La decorazione interna, inizialmente aniconica con motivi persiani (in pratica, ci si atteneva già all'Iconoclastia del VII secolo), fu integrata da Giustino II con cicli evangelici e con scene divenute poi canoniche del Dodecaorto, il sistema di 12 feste bizantine. La cupola riporta un Cristo Pantocratore benedicente, a mezzo busto. Per l'anatomia dei visi di Cristo e dei santi sembra siano state utilizzate le descrizioni contenute in un libretto di Ulpius Romano: un esempio, San Gregorio ritratto con la barba fumosa e l'occhio destro menomato da un incidente. L'abside è stato rinforzato all'esterno da alcuni contrafforti posticci. Uno di questi contiene una cappella con mosaici frammentari realizzati col sistema della doppia linea.

Quasi tutte le chiese bizantine ed anche le successive moschee ottomane hanno preso a modello la sua grande cupola affiancata da due semicupole. L'apparato decorativo originale è conservato solo in parte, ma continua tuttavia ad essere una profonda testimonianza dell'arte bizantina. I capitelli presentano trine, trafori, giochi d'ombra e chiaro-scuro, e compare lo stemma giustinianeo.

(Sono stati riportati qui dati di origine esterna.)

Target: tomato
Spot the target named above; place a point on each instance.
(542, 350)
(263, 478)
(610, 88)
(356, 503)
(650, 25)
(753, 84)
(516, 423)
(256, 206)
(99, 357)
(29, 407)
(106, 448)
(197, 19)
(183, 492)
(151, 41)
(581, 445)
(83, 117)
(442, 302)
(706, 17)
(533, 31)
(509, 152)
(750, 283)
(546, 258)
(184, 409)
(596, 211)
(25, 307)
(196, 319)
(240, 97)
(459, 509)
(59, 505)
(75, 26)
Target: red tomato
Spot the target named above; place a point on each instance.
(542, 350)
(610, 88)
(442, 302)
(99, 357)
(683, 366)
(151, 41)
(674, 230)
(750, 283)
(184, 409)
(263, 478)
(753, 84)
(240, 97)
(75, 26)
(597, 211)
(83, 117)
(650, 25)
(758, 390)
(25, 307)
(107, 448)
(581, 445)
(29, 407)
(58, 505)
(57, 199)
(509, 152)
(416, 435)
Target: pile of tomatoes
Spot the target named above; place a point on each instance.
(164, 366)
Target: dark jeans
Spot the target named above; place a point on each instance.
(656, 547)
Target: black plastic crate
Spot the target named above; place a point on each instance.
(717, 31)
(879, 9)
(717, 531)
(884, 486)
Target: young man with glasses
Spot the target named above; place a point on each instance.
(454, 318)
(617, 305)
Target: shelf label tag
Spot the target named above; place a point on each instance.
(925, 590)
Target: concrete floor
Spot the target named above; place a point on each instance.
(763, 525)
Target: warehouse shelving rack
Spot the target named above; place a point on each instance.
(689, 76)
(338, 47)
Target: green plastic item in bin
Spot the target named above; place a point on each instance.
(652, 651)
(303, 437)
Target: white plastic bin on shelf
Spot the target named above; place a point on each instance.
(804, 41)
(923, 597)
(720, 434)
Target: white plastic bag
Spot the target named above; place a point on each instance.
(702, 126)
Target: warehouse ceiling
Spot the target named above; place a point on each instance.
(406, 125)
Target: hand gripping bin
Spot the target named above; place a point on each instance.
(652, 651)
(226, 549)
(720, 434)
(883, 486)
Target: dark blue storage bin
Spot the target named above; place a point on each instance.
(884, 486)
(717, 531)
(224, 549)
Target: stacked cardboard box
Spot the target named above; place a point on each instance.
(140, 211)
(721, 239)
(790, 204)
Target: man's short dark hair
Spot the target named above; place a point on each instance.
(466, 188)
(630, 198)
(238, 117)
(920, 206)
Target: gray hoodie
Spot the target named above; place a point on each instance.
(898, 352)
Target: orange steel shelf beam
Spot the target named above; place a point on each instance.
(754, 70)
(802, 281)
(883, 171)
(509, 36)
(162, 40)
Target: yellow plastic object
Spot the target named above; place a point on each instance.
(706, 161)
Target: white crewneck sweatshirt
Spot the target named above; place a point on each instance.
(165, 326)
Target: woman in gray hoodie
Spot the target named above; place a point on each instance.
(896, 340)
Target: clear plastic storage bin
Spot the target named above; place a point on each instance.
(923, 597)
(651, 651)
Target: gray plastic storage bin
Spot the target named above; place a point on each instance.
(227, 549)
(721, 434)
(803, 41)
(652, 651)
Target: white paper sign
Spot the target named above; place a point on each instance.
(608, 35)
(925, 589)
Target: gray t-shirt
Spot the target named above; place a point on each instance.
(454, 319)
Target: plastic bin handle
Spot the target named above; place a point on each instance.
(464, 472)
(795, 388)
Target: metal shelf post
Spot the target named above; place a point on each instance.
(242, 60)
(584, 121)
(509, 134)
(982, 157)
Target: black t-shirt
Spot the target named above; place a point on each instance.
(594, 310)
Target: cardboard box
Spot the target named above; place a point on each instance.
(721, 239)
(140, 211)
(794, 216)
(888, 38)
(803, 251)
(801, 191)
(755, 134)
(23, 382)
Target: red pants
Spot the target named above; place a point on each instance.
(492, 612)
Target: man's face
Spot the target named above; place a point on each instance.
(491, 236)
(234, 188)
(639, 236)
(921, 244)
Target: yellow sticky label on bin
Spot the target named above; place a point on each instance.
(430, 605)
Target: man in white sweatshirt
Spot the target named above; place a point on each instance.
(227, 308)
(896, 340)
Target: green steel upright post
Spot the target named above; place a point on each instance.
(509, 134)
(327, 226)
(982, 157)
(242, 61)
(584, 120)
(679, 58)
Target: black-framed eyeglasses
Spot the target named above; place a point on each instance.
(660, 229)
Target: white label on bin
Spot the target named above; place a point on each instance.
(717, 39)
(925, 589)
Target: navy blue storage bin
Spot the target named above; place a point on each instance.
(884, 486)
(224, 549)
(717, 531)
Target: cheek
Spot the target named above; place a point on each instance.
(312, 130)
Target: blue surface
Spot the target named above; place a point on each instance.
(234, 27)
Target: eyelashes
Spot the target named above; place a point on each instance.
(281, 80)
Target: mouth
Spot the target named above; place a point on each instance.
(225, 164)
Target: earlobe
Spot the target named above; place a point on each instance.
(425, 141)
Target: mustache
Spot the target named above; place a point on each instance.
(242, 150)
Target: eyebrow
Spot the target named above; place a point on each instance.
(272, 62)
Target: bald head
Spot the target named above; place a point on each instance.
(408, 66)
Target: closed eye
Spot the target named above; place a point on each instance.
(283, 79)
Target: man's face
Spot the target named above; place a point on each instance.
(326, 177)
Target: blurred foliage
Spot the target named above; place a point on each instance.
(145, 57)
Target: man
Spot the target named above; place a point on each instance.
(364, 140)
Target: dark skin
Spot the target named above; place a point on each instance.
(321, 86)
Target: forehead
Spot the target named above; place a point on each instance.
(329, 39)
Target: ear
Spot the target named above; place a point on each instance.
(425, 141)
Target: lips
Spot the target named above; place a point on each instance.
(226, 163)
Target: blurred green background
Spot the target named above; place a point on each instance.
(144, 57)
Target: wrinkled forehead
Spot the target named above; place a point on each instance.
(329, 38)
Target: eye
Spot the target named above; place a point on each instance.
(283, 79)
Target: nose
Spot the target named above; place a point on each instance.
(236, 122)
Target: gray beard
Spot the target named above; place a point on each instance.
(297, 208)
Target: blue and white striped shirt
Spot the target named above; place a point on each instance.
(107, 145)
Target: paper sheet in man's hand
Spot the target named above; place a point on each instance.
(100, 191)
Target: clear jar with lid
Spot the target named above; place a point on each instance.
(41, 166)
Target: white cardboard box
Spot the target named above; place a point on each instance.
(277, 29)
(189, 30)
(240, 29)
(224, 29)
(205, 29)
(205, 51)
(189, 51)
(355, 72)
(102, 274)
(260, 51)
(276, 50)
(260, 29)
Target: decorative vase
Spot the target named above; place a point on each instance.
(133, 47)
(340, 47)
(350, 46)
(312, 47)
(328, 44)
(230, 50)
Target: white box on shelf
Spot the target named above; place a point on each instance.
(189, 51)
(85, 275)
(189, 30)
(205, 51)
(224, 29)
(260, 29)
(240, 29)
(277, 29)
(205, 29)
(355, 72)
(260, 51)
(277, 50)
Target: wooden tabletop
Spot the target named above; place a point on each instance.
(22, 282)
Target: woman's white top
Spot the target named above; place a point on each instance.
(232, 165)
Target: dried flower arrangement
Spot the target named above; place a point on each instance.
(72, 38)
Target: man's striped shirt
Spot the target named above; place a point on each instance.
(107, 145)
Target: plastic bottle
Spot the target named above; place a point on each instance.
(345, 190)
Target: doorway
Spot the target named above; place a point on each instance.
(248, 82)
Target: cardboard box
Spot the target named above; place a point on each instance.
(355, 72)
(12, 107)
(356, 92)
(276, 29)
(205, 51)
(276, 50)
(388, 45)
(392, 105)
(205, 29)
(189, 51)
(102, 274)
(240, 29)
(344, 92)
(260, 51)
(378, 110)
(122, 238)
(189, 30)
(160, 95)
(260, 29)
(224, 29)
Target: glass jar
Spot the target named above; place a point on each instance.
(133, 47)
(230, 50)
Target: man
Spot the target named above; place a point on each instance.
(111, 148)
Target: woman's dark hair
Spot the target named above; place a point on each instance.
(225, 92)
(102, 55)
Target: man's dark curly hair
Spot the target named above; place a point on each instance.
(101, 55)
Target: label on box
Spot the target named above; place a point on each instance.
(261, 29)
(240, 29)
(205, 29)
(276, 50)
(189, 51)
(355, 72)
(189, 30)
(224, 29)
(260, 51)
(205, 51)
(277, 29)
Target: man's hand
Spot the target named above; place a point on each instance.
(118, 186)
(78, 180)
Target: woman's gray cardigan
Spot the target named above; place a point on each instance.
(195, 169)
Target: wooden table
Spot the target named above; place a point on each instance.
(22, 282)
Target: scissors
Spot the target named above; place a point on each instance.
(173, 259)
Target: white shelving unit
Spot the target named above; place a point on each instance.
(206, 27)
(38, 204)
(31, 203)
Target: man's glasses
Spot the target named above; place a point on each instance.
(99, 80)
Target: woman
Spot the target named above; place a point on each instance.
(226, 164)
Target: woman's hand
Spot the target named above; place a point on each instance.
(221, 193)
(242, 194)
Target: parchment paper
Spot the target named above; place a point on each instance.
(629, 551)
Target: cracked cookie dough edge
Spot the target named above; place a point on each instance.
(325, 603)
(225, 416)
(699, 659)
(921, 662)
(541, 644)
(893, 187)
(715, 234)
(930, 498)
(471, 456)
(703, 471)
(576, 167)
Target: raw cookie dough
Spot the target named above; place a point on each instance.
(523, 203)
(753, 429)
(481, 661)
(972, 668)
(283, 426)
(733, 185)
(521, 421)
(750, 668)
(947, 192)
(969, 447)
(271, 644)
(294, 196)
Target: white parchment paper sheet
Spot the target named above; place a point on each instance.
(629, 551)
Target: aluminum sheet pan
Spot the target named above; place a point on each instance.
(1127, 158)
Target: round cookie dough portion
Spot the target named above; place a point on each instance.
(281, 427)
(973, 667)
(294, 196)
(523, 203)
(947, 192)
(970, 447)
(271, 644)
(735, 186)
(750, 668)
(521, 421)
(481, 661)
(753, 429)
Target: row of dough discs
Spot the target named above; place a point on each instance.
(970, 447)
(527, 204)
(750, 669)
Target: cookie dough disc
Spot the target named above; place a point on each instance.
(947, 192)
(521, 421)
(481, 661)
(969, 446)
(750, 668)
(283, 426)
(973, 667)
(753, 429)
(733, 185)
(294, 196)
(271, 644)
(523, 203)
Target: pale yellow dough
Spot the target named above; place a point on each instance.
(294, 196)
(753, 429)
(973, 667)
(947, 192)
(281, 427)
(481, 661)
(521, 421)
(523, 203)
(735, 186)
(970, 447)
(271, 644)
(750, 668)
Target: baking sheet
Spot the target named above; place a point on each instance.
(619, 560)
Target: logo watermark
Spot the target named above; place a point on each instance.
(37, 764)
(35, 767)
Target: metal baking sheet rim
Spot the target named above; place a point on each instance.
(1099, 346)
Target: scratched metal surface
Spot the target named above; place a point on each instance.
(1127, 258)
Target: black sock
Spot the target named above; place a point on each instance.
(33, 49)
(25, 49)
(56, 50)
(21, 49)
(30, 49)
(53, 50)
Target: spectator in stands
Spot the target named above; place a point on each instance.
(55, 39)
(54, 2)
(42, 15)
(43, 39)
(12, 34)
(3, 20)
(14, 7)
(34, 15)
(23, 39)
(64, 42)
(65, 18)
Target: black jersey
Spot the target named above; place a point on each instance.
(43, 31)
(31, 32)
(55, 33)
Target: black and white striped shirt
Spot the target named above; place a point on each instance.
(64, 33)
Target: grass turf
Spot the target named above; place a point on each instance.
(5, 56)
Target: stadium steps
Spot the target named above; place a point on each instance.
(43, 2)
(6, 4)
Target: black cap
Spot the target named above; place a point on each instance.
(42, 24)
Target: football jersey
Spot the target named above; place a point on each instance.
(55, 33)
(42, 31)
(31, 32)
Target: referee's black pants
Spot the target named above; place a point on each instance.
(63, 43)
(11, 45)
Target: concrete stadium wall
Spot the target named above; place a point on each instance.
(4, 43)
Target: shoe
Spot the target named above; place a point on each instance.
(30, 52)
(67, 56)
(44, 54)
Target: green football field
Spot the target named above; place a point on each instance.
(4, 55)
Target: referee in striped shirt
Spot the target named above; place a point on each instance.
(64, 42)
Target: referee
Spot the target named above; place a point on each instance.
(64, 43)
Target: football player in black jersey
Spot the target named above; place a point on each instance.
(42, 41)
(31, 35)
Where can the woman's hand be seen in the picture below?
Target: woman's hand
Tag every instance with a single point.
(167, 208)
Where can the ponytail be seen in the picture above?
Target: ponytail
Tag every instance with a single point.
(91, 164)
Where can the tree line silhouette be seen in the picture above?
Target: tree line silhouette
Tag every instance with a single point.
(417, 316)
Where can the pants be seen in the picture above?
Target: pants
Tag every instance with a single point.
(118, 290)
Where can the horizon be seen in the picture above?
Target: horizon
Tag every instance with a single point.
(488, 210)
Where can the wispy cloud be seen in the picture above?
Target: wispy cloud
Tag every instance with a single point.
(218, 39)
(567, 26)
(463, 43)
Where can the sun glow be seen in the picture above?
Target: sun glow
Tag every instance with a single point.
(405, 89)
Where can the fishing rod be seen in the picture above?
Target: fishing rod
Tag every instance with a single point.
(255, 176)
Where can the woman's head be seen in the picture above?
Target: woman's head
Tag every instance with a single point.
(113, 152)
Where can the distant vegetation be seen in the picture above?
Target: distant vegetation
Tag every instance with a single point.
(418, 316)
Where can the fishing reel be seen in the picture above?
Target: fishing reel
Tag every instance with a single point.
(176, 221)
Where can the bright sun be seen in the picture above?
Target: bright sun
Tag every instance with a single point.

Procopio di Cesarea, nel suo trattato De aedificiis, ci ha tramandato una descrizione risalente al periodo di Giustiniano I: egli notò come la luce, filtrata dalle finestre disposte a diversi livelli, ma soprattutto dalle aperture che coronano la base della cupola, sembrasse come generata all'interno della basilica stessa, e riverberandosi sui mosaici dorati e sui preziosi paramenti murari, annullasse irrealmente la consistenza e il peso delle strutture. Questo effetto è dovuto anche al fatto che la parte centrale della chiesa sia quella più ampia a maggiormente illuminata rispetto alle zone laterali, che contrastano con ambienti più scuri e con la netta divisione in più piani dello spazio che invece al centro è slanciato verso l'alto.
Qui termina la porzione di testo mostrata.